Parce que, oui, elle les a envoûtés en parlant d'une société plus équitable « où toutes les personnes peuvent aspirer aux plus grandes réussites. [...] C'est ce qui permet à une jeune fille issue d'un milieu modeste, mais fière de ses origines, de se tenir devant vous aujourd'hui et de vous dire que tout est possible ».
Tout, en effet, semble maintenant possible aux péquistes. Depuis quarante ans au Québec, le PQ et le PLQ alternent au pouvoir après deux mandats. Si Jean Charest n'avait pas échoué à obtenir un traditionnel deuxième mandat majoritaire en 2007, il en serait à sa septième année à la tête du gouvernement. Il s'agirait donc du moment où les Québécois s'apprêtent normalement à changer d'équipe. Le tour des péquistes serait donc sur le point d'arriver.

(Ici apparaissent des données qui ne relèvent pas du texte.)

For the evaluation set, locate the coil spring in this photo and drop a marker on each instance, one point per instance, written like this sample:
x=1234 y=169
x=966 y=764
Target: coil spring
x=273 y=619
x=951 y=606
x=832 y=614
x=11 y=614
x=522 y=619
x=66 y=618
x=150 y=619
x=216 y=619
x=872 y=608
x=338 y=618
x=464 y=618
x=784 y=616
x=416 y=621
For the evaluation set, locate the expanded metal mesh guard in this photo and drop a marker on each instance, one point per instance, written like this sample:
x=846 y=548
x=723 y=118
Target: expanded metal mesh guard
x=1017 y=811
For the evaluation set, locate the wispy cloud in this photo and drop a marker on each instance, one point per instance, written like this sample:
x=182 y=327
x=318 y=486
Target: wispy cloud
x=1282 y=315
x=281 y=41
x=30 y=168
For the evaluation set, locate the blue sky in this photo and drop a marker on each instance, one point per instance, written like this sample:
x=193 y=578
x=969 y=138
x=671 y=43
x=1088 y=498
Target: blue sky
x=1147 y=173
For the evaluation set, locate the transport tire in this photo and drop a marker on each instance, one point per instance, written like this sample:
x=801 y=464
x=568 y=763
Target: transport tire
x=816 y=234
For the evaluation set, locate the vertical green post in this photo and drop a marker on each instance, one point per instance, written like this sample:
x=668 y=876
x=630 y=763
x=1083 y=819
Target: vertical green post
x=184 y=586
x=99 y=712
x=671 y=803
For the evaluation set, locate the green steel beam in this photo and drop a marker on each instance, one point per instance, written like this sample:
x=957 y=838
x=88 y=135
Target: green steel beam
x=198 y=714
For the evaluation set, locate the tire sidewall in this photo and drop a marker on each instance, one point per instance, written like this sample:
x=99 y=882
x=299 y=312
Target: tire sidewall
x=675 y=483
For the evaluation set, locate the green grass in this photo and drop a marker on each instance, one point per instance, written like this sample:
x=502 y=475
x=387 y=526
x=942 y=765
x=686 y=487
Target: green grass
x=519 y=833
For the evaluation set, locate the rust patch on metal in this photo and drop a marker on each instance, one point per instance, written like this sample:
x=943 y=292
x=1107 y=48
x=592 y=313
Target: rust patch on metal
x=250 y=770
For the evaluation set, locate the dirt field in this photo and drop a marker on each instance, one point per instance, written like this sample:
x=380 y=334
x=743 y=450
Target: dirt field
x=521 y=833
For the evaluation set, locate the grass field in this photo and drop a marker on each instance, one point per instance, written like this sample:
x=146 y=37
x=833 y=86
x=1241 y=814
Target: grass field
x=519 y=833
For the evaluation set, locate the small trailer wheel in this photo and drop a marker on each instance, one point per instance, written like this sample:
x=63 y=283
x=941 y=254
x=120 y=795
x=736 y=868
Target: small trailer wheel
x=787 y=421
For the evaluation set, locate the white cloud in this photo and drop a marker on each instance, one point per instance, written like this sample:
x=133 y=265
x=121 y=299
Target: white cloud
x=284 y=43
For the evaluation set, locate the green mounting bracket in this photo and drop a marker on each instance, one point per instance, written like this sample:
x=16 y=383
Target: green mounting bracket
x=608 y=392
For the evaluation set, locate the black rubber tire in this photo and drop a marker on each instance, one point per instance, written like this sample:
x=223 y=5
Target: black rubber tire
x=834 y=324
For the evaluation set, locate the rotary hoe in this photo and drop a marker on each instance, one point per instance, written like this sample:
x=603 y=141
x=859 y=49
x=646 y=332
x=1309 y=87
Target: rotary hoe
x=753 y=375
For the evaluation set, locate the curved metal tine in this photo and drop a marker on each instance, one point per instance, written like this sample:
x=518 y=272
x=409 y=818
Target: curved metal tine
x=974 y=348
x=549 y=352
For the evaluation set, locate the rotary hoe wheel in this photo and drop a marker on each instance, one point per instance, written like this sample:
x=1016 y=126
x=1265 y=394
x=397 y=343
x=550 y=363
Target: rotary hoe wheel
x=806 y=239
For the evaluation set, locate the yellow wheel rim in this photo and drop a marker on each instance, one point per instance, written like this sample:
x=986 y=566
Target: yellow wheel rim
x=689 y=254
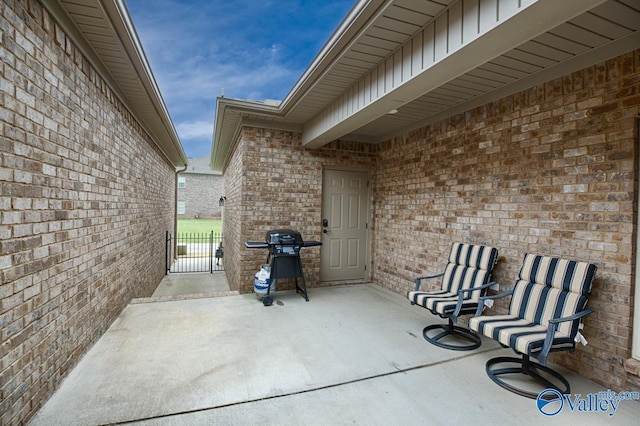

Mais d'autres équipes ont appris récemment qu'il est dangereux de présumer de la victoire.
Jean Dussault a fait des études universitaires en relations industrielles et en sciences politiques. Journaliste et animateur comptant plus de 30 ans d'expérience à la radio de Radio-Canada, il a amorcé sa carrière aux Actualités à Vancouver, en 1974, et s'est joint à l'équipe des Actualités du réseau à Montréal en 1977.
De 1990 à 2006, il a animé tour à tour les grands rendez-vous quotidiens d'actualités: d'abord Les Affaires et la vie, puis Montréal-Express, La Tribune du Québec et Sans frontières.
La qualité de son travail comme journaliste et animateur a été soulignée à plusieurs reprises, notamment par l'attribution du Grand Prix du journalisme de la CRPLF et du Prix Judith-Jasmin.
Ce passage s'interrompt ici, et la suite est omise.